In simple terms decoction mashing is the process by which the mash temperature is increased by removing a portion of the mash, heating it to boiling point and then adding it back to the original mash. By adding back the boiling mash the temperature of the whole mash is increased. This contrasts with the traditional single temperature infusion mash, typically employed by home brewers, where the mashing process is carried out at a single temperature.
So why do brewers use the decoction mashing process and are there any advantages to be gained by the home brewer?
There has been an argument put forward that British ales were traditionally produced using infusion mashing at a single temperature and Continental brewers had to use decoction mashing because our Continental cousins had poorer quality malt and therefore had to work harder during the mash. I have not seen any evidence to either prove or disprove this argument but to this day the decoction mashing process has been largely identified as a continental mashing process. As such there are some home brewers who would suggest that to brew a more “authentic” continental style lager beer you have to use the decoction mashing process. I am yet to be convinced of this argument and would suggest that perfectly decent lager style beers can be brewed using a single temperature infusion mash. In fact I would even go as far as to suggest that many continental brewers have switched away from using the decoction mashing process because they believe there is a negative impact of using decoction mashing on beer flavour
As with any process there are a number of positives and negatives of using decoction mashing which are worth considering and include:
- There is less protein breakdown in the boiled mash because of the rapid heating destroying the heat sensitive proteases. This could impact upon fermentation performance if not enough free amino nitrogen (FAN) is available for the yeast.
- There is more extensive gelatinisation and saccharification of the mash due to the use of a boiling step. This is certainly positive as it can lead to an increased brewhouse yield and some brewers have recorded a higher brewhouse yield from using the decoction mashing process.

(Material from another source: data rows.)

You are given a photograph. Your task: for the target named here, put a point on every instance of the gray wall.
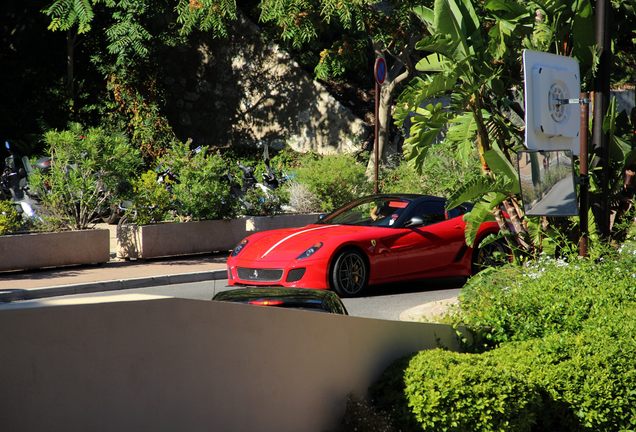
(243, 90)
(184, 365)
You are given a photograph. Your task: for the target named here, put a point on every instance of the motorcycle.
(14, 186)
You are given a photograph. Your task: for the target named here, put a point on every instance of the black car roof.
(403, 196)
(249, 293)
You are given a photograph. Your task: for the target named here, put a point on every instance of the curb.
(111, 285)
(428, 312)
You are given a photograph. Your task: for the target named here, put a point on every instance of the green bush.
(547, 296)
(88, 170)
(403, 178)
(335, 180)
(199, 191)
(443, 391)
(9, 218)
(259, 203)
(562, 382)
(563, 361)
(152, 201)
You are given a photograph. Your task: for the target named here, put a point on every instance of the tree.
(367, 28)
(472, 57)
(73, 17)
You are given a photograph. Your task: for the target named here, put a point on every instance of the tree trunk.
(71, 36)
(384, 114)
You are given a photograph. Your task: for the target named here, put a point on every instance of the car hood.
(287, 244)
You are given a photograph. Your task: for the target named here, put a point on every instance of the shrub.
(301, 199)
(199, 191)
(256, 202)
(87, 170)
(152, 201)
(444, 391)
(9, 218)
(402, 178)
(562, 382)
(564, 355)
(335, 180)
(547, 296)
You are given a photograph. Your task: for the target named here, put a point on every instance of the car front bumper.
(300, 274)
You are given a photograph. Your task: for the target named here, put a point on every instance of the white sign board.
(549, 81)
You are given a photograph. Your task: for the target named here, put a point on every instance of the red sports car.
(373, 240)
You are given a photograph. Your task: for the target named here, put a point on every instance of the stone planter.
(41, 250)
(189, 238)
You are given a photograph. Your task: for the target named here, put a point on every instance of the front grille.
(295, 275)
(260, 275)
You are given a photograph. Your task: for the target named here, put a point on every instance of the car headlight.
(237, 250)
(309, 252)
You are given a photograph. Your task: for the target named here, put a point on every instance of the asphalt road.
(383, 302)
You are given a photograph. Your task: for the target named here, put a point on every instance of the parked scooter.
(14, 187)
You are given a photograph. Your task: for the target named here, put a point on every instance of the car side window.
(457, 211)
(431, 212)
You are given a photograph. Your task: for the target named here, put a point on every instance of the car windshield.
(376, 211)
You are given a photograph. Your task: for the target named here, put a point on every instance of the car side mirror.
(414, 221)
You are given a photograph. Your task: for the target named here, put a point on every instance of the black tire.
(493, 254)
(350, 273)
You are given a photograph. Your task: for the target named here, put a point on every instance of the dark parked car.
(296, 298)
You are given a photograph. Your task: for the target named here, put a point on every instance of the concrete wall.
(185, 365)
(31, 251)
(243, 90)
(187, 238)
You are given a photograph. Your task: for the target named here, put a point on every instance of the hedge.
(564, 337)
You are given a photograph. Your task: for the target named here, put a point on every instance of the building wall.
(125, 363)
(244, 91)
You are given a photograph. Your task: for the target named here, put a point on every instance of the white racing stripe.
(295, 234)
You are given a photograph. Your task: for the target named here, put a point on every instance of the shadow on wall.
(244, 90)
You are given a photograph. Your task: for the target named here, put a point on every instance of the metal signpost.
(379, 72)
(551, 86)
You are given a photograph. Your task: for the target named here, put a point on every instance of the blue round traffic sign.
(380, 70)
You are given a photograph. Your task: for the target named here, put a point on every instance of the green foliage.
(206, 15)
(148, 129)
(199, 191)
(259, 203)
(437, 175)
(9, 218)
(448, 391)
(127, 36)
(335, 180)
(563, 360)
(88, 169)
(547, 296)
(152, 201)
(65, 14)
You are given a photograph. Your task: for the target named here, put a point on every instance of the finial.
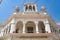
(16, 9)
(0, 1)
(43, 9)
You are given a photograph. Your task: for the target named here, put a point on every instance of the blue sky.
(52, 8)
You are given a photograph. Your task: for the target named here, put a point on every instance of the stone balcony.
(31, 35)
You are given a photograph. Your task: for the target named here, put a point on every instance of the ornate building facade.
(30, 25)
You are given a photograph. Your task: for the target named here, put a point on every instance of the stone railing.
(31, 36)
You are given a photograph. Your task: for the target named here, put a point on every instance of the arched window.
(30, 27)
(59, 30)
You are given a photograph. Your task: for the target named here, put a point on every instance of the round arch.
(41, 27)
(30, 27)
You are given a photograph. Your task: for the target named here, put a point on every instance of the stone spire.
(17, 9)
(43, 10)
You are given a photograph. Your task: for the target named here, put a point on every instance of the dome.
(30, 7)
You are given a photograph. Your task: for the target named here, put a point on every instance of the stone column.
(13, 28)
(24, 27)
(36, 23)
(47, 26)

- There is a likelihood of an increased extraction of husk material which can cause some harsh off-flavours in the final beer and lead to a greater risk of haze formation.
- Because the mash is boiled there is an increased formation of melanoidins which are dark coloured compounds. Therefore the brewing of particularly low coloured beers can be difficult.

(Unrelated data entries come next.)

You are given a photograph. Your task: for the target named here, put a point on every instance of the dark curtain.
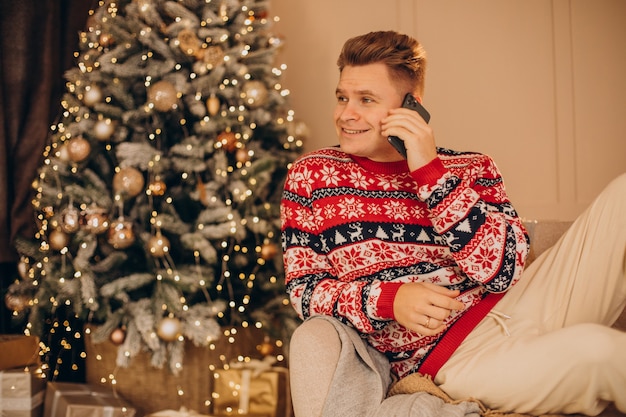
(37, 42)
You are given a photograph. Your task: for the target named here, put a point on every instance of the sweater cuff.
(388, 291)
(430, 173)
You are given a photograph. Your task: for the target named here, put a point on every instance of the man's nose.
(349, 112)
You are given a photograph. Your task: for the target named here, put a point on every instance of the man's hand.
(423, 307)
(417, 135)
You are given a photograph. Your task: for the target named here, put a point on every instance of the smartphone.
(409, 102)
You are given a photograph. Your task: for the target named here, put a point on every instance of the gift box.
(67, 399)
(253, 388)
(183, 412)
(152, 389)
(18, 351)
(21, 392)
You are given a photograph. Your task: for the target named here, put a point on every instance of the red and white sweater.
(354, 230)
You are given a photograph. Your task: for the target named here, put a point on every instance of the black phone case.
(409, 102)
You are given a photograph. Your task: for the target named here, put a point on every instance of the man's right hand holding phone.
(410, 127)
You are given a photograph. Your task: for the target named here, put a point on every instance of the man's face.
(365, 94)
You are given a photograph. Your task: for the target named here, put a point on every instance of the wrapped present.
(67, 399)
(252, 388)
(18, 351)
(152, 389)
(21, 392)
(183, 412)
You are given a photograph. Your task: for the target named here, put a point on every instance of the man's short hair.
(403, 55)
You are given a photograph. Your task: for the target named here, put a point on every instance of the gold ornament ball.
(213, 105)
(78, 149)
(128, 181)
(58, 239)
(104, 129)
(268, 251)
(163, 95)
(255, 93)
(242, 155)
(168, 329)
(213, 56)
(16, 302)
(63, 153)
(265, 348)
(96, 221)
(228, 140)
(92, 95)
(157, 188)
(106, 39)
(22, 268)
(158, 245)
(117, 336)
(188, 42)
(121, 234)
(70, 219)
(48, 211)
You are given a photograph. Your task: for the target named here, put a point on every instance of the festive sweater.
(355, 230)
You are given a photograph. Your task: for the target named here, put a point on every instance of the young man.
(423, 258)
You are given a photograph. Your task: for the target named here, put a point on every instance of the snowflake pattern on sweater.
(353, 230)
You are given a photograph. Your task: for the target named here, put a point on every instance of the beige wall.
(537, 84)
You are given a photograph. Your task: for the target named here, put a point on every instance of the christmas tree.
(158, 199)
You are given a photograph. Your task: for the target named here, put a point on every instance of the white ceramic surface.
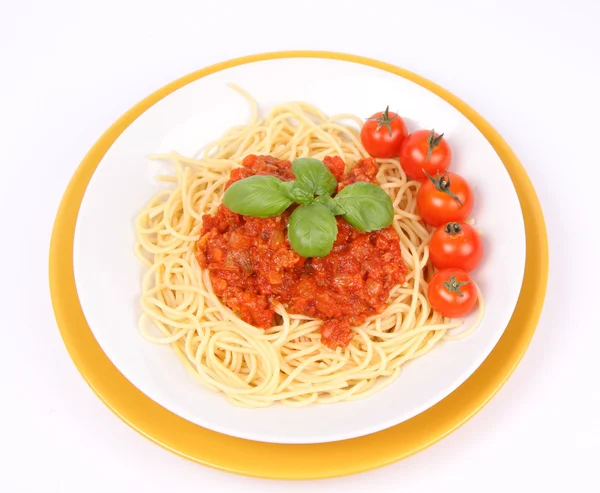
(108, 275)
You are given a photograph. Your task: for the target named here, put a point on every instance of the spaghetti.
(254, 367)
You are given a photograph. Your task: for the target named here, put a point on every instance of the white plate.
(108, 276)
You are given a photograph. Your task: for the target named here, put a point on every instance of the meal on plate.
(305, 258)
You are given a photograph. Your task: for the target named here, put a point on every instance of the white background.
(68, 69)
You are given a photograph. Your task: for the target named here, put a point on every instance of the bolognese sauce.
(252, 265)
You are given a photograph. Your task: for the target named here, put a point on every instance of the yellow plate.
(293, 461)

- There is an increased removal of dimethyl sulphide (DMS). DMS is a highly flavour active compound found in beer which gives the finished beer a sweetcorn flavour.
- There is an overall reduction in the amount of active enzymes in the mash due to the boiling step.
Can a home brewer replicate decoction mashing?
Certainly it is possible to use decoction mashing at home but it requires additional brewing equipment. For example a brewhouse using decoction mashing will have a mashing vessel, a mash boiler and a lauter tun for wort separation once mashing is complete. A home brewer can get away with having just two mashing vessels, one for mashing and wort separation and one for mash boiling.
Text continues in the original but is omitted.